Anthropic Introduces Claude Science: The AI That Analyzes Data Without Leaving the Lab
Anthropic has launched the beta of Claude Science, a workspace for scientific research that the company places on the same level as Claude Code and Claude Cowork. This is not a new model: it runs on the same Claude models already available to everyone, including Opus 4.8, without special access or restrictions. Anthropic clarifies this in the announcement, stating that "it is not a new AI model nor a more capable model for biology."
Claude Science builds on Claude for Life Sciences, presented in October 2025, and represents its evolution into an autonomous product, the third that Anthropic defines as flagship alongside Claude Code and Claude Cowork. It has been available since June 30 as a desktop app for macOS and Linux for users of Pro, Max, Team, and Enterprise plans, and it integrates over 60 scientific databases with preconfigured connectors for genomics, single-cell, proteomics, structural biology, and cheminformatics.

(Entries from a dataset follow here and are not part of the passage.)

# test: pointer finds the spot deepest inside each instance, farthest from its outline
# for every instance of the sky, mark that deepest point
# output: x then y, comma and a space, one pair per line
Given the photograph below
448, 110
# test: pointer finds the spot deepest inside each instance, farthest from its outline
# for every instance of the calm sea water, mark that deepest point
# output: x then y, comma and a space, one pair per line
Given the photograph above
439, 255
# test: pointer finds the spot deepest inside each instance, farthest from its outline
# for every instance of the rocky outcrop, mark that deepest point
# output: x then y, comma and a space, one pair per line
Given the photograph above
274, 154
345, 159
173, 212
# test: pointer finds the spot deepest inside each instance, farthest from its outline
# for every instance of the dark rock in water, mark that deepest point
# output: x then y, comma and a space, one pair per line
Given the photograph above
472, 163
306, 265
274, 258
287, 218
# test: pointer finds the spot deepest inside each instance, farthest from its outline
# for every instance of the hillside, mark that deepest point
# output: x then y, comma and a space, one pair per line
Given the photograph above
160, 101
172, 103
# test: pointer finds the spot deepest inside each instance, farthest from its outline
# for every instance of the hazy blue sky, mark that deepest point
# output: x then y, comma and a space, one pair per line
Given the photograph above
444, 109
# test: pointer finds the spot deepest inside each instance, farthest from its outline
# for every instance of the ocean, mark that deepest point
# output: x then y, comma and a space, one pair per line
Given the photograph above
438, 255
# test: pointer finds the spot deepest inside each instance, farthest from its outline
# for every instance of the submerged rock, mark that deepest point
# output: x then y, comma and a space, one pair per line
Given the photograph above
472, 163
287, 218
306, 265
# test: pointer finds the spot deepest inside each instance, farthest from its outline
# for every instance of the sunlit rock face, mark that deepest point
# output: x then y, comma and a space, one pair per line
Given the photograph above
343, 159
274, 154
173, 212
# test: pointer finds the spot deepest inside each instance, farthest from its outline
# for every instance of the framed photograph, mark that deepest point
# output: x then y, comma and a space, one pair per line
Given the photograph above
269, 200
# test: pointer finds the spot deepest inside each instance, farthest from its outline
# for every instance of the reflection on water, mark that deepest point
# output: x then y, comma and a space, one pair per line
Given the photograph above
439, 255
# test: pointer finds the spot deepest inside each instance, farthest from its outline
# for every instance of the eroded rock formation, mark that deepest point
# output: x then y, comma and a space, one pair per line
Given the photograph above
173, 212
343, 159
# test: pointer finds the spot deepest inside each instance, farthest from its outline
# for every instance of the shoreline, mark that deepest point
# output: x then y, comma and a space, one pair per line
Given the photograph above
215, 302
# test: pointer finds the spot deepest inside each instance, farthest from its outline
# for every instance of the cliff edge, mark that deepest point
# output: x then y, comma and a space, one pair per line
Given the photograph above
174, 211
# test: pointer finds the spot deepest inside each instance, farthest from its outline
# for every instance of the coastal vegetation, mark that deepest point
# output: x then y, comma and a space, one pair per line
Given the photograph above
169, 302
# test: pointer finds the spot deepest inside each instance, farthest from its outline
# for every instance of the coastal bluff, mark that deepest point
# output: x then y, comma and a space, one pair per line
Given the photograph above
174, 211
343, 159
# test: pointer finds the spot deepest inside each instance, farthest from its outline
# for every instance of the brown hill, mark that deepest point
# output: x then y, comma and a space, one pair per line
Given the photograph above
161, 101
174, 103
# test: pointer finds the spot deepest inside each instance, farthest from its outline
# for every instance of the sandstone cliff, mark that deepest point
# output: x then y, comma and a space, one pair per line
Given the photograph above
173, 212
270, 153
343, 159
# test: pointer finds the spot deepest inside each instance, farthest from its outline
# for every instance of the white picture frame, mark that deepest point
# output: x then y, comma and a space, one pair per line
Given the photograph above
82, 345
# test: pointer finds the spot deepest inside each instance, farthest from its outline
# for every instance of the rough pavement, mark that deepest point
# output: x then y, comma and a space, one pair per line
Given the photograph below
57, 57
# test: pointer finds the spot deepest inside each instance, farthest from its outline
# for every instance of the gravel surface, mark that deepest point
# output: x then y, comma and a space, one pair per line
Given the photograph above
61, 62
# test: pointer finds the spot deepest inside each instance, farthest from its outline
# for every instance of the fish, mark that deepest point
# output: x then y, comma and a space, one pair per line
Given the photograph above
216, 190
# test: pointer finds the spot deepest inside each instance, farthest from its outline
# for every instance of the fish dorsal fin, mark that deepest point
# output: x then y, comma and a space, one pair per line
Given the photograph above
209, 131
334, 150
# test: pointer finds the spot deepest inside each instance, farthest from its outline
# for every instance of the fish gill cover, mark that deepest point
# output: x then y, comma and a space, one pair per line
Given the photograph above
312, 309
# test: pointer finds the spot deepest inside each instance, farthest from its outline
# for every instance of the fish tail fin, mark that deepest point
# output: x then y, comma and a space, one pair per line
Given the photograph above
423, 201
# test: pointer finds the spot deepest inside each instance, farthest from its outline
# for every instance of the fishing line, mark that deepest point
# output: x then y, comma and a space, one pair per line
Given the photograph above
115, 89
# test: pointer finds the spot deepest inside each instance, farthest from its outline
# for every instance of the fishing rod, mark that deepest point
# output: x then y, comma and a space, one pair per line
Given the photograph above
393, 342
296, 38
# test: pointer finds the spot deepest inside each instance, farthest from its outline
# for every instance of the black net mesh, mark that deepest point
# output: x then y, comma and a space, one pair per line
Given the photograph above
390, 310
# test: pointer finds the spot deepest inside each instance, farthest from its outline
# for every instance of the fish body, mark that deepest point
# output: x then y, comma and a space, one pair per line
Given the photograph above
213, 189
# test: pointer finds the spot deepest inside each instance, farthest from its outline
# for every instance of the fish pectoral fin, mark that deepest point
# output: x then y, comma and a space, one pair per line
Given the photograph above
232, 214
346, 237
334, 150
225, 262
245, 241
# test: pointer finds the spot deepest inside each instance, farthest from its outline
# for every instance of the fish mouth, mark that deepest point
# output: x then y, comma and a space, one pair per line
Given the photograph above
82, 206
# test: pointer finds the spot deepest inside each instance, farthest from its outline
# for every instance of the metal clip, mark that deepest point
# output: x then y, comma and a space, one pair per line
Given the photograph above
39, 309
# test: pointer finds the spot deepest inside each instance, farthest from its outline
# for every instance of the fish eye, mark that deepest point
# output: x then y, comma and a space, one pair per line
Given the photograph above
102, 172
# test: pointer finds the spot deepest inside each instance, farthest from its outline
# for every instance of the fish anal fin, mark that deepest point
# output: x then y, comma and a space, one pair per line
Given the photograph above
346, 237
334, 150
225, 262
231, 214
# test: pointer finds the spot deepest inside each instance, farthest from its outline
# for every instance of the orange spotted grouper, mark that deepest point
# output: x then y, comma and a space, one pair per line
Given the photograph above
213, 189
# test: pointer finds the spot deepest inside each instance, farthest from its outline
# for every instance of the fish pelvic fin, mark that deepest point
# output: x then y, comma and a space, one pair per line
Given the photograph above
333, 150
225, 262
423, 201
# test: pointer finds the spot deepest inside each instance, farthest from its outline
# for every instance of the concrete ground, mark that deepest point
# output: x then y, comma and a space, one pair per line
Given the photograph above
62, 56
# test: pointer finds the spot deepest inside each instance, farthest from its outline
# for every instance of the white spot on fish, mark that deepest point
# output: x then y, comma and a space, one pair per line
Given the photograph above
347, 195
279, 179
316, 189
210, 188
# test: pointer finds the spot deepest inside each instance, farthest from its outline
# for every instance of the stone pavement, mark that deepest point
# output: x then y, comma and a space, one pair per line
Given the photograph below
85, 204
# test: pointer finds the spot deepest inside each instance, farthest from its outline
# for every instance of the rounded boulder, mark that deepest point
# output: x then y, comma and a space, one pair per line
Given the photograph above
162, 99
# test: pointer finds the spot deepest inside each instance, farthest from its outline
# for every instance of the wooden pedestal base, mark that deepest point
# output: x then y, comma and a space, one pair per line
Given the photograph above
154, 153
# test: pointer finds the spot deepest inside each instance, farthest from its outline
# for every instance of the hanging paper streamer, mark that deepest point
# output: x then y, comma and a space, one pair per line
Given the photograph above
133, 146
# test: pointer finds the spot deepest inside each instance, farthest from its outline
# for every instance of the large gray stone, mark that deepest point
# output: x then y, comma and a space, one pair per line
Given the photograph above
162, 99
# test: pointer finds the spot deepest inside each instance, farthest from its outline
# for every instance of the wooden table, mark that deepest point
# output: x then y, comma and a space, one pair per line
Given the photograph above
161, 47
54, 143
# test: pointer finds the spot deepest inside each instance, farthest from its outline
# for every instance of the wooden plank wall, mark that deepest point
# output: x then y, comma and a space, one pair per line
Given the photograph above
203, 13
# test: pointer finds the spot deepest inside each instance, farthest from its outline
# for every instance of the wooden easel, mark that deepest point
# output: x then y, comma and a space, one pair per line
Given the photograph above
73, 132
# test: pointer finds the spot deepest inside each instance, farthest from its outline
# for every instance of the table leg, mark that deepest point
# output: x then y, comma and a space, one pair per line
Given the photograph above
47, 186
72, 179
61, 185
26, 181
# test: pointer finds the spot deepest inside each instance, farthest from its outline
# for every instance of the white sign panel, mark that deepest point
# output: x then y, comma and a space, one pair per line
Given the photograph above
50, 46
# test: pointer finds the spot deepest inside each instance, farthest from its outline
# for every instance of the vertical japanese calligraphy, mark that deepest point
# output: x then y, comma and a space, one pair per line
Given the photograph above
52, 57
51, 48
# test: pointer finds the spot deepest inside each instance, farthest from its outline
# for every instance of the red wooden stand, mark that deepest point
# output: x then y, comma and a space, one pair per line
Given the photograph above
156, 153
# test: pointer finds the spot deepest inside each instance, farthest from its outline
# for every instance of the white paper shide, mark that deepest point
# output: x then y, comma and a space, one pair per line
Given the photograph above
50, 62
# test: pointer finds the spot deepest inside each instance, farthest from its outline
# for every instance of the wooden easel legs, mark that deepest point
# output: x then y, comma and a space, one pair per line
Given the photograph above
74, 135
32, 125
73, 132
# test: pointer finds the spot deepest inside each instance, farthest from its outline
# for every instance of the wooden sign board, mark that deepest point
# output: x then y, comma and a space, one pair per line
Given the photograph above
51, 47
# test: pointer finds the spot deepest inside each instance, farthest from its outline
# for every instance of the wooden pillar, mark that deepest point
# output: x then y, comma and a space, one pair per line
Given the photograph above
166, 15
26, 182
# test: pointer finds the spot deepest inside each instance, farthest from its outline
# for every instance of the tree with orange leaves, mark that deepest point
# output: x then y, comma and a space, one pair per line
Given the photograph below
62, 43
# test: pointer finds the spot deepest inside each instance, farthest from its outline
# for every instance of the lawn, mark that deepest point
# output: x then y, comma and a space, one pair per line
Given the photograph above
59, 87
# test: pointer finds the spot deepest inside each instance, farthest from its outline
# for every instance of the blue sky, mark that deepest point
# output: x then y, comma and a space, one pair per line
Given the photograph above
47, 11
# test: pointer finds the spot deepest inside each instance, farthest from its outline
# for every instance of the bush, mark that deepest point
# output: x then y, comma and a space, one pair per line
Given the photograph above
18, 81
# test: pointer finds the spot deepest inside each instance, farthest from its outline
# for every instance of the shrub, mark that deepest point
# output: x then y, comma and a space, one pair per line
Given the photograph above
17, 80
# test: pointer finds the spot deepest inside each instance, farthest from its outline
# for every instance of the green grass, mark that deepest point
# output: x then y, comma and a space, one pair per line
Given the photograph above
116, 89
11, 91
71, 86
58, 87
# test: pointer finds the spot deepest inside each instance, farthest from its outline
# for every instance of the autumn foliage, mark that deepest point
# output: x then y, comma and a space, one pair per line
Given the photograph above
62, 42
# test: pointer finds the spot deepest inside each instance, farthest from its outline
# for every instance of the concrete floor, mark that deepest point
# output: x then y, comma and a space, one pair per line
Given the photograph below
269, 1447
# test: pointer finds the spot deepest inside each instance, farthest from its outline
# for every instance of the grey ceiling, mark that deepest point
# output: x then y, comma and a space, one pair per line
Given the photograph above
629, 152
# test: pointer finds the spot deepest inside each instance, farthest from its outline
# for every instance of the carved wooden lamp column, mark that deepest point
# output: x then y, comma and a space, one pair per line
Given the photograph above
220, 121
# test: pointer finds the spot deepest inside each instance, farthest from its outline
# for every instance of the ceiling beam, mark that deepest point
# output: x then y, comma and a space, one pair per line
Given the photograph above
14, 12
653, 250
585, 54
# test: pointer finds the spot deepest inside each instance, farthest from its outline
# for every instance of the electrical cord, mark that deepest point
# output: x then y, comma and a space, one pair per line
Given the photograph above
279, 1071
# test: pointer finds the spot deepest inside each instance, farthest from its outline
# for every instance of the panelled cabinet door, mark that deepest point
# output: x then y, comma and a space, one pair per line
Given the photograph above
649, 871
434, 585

A Multi-Agent Architecture with a Reviewer
The operation revolves around multiple agents. A generalist coordinating agent orchestrates specialized agents, which can also be customized by the user, while a separate reviewing agent checks citations, calculations, and figures, signaling and correcting errors. On the reproducibility front, every generated figure carries "the exact code and environment that produced it, a natural language description of how it was created, and the complete history of messages."
The workbench runs on the laboratory's infrastructure: a macOS or Linux laptop, a remote server via SSH, an HPC node, or compute on demand via Modal. Sensitive datasets never leave the laboratory systems. For life sciences models, Claude Science relies on NVIDIA's BioNeMo Agent Toolkit to connect natively to tools like Evo 2, Boltz-2, and OpenFold3.
Initial Use Cases and Market Challenge
Some of the reported results are remarkable. Jérôme Lecoq, a neuroscientist at the Allen Institute, constructed a multi-agent review template with about 20 customized skills: a task that previously could take up to two years now produces 10 reviews of over 100 pages with citations verified by the reviewing agents. Stephen Francis, an epidemiologist at the UCSF Brain Tumor Center, reduced analysis time to about one-tenth in a molecular epidemiology study of glioma, with results independently validated by his group.
The bet is on distribution rather than the model, and here three different paths open up in the same market. Anthropic bets on broad access via subscription; OpenAI, with GPT-Rosalind, has chosen a specialized model limited to qualifying U.S. enterprise clients; Google DeepMind continues with Gemini for Science and proprietary models like AlphaFold and AlphaGenome. Interestingly, the announcement of Claude Science comes shortly after the departure of John Jumper, co-recipient of the Nobel Prize in Chemistry for AlphaFold, from Google DeepMind to Anthropic, as we reported in previous weeks.
The product arrives alongside a support program: Anthropic will fund up to 50 research projects with credits of up to $30,000 each, to which Modal adds up to $2,000 in compute. Applications remain open until July 15, 2026, with notifications by July 31 and projects scheduled from September 1 to December 1. Meanwhile, the Team plan offers discounted spots for active labs in academic institutions and nonprofit research organizations.